Washington: An Indian-origin scientist
-led team claims to have discovered a culprit in breast cancer
-- a master control switch with the power to set off a cascade
of reactions orchestrated by a cancer-causing gene named Wnt1.
Although the cancer-causing gene (or oncogene) Wnt1
has been connected with breast cancer for over 30 years, the
signals that trigger it remain largely unknown.

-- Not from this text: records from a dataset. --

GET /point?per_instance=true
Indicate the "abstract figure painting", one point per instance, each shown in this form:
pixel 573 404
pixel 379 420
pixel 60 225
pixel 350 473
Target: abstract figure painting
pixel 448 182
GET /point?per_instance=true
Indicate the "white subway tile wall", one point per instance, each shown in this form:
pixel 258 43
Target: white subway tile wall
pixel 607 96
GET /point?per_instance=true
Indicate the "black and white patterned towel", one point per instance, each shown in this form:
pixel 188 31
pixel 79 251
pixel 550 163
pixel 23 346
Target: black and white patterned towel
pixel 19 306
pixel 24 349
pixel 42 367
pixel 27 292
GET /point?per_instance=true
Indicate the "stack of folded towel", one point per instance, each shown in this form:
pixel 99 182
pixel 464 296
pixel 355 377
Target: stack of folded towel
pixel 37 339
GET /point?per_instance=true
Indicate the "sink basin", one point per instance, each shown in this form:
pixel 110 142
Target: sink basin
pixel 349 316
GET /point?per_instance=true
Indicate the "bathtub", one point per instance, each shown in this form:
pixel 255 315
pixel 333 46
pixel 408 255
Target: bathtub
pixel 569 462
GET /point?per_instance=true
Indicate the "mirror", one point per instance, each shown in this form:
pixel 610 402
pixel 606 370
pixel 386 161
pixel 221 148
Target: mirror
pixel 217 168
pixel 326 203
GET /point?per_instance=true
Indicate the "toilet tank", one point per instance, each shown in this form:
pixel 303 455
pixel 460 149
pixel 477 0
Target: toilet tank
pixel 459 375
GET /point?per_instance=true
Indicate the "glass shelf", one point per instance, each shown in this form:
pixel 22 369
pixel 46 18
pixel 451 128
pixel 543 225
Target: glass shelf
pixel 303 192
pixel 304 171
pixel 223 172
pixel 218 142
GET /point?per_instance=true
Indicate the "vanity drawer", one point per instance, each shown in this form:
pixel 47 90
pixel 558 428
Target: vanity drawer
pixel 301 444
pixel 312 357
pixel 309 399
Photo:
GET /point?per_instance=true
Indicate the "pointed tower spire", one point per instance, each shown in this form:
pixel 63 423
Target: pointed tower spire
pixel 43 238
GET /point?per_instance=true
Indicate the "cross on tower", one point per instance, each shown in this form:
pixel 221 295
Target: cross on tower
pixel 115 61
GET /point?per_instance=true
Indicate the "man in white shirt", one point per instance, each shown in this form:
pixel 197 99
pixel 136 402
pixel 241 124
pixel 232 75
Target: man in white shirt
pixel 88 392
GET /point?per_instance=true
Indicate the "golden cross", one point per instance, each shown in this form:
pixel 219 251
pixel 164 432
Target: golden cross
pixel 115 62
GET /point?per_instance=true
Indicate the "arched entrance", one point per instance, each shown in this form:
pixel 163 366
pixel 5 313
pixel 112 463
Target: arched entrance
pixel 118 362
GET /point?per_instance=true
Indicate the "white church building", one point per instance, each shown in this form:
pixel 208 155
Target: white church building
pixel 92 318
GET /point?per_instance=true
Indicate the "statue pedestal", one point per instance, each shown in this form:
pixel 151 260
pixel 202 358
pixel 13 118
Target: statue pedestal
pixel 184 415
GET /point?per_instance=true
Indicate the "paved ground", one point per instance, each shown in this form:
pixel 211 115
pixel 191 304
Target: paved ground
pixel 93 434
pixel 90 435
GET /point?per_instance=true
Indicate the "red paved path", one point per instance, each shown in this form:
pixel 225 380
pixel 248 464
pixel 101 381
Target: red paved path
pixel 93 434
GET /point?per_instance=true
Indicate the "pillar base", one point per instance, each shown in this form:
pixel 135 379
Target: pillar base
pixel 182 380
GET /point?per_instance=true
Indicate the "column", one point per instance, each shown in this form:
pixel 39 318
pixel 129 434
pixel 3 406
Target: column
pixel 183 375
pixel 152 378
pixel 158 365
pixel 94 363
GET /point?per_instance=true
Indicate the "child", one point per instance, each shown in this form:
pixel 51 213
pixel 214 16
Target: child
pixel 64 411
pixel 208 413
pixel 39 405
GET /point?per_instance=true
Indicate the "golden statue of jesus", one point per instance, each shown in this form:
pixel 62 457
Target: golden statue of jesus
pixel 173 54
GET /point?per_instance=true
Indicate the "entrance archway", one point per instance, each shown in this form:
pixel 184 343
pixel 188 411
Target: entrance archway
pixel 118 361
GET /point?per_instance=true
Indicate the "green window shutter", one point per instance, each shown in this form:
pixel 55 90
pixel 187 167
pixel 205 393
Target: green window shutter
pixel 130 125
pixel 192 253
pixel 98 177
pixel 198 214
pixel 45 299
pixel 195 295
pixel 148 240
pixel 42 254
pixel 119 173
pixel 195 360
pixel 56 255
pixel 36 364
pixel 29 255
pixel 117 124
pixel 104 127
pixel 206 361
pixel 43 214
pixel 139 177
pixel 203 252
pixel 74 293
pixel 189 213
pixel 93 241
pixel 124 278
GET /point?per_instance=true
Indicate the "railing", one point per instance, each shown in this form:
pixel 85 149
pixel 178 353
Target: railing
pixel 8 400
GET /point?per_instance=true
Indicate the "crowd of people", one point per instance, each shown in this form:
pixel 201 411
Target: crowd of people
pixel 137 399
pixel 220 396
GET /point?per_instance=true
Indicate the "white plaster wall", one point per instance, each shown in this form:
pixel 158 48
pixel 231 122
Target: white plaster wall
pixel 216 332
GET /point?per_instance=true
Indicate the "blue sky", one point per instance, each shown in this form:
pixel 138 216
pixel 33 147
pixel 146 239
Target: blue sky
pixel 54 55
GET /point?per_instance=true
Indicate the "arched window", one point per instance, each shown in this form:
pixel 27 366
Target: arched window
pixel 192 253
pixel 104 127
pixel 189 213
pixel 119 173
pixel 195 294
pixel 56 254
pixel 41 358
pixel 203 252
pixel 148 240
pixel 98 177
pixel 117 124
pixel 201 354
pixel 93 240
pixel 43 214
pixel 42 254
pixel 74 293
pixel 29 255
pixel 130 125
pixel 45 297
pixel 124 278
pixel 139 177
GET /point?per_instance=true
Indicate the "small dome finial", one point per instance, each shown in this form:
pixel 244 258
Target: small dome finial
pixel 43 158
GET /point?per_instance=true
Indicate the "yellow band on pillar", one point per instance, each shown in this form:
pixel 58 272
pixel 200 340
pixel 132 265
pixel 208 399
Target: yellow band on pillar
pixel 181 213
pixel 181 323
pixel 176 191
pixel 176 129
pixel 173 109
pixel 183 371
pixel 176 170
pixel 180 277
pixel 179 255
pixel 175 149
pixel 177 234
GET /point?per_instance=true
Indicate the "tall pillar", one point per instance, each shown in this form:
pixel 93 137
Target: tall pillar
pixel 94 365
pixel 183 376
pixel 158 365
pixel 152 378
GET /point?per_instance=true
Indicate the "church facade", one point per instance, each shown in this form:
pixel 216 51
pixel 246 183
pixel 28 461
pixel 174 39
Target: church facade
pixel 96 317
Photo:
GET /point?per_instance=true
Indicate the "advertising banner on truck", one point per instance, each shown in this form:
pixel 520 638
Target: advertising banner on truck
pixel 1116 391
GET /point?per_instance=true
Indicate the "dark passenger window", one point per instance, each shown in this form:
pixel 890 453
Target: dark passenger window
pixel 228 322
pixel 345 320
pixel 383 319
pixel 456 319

Now, Prof Rakesh Kumar of Washington University School
of Medicine and Health Sciences and colleagues have pinpointed
the so-called switch which sparks a type of Wnt signalling in
breast cancer, the `Cancer Research` journal reported.
Moreover, the scientists say that this master
control switch may explain why increased levels of a protein
called MTA1 (metastasis-associated protein 1) are oncogenic in
certain types of breast cancer.
Like many molecular pathways underlying cancer, Wnt
pathways govern normal processes like embryonic development
and the communication between cells in healthy people. For
reasons little understood, however, certain types of Wnt
proteins sometimes go awry, sending off cascades of signals
that turn normal cells into cancerous ones.
In their research, the scientists have implicated MTA1
and a shorter variation of the protein, MTA1s, in Wnt1 (a type
of Wnt) pathway activation. MTA1 belongs to the MTA family of
genes, which help a range of cancers progress in many ways.
The team found that MTA1 expression triggers
cancer-causing signals from Wnt1 in human breast cancer cells.
This Wnt1 signaling cascade leads to tumors, they demonstrate,
by showing that 8.8 percent of mice bearing artificially
elevated levels of MTA1s grew tumors in their mammary glands.
To get down to the details, Kumar and his colleagues
show that MTA1 and MTA1s activate the cancer-causing pathway
by reducing the levels of a protein known as Six3. This
protein is known to inhibit Wnt1 in brain cells, but in their
study involving breast cancer cells, it inhibited Wnt1 in a
rather non-intuitive way.
Six3 normally puts the brakes on Wnt signaling, and so
when MTA1 obstructed Six3, Wnt1 signals let loose.
In addition, the team found that MTA1s also promoted
Wnt signaling directly and through another known Wnt-related
pathway -- namely ERK-mediated GSK3?.
Because inflammation may drive MTA1, and since
inflammation is believed to drive certain forms of cancer,
Kumar`s study suggests one possible reason for why worsening
cancer progression has been correlated with other inflammation
"We`ve raised the next level question, and now we`re
going back into the lab to ask if this pathway plays a role in
inflammation-related cancer," Kumar said.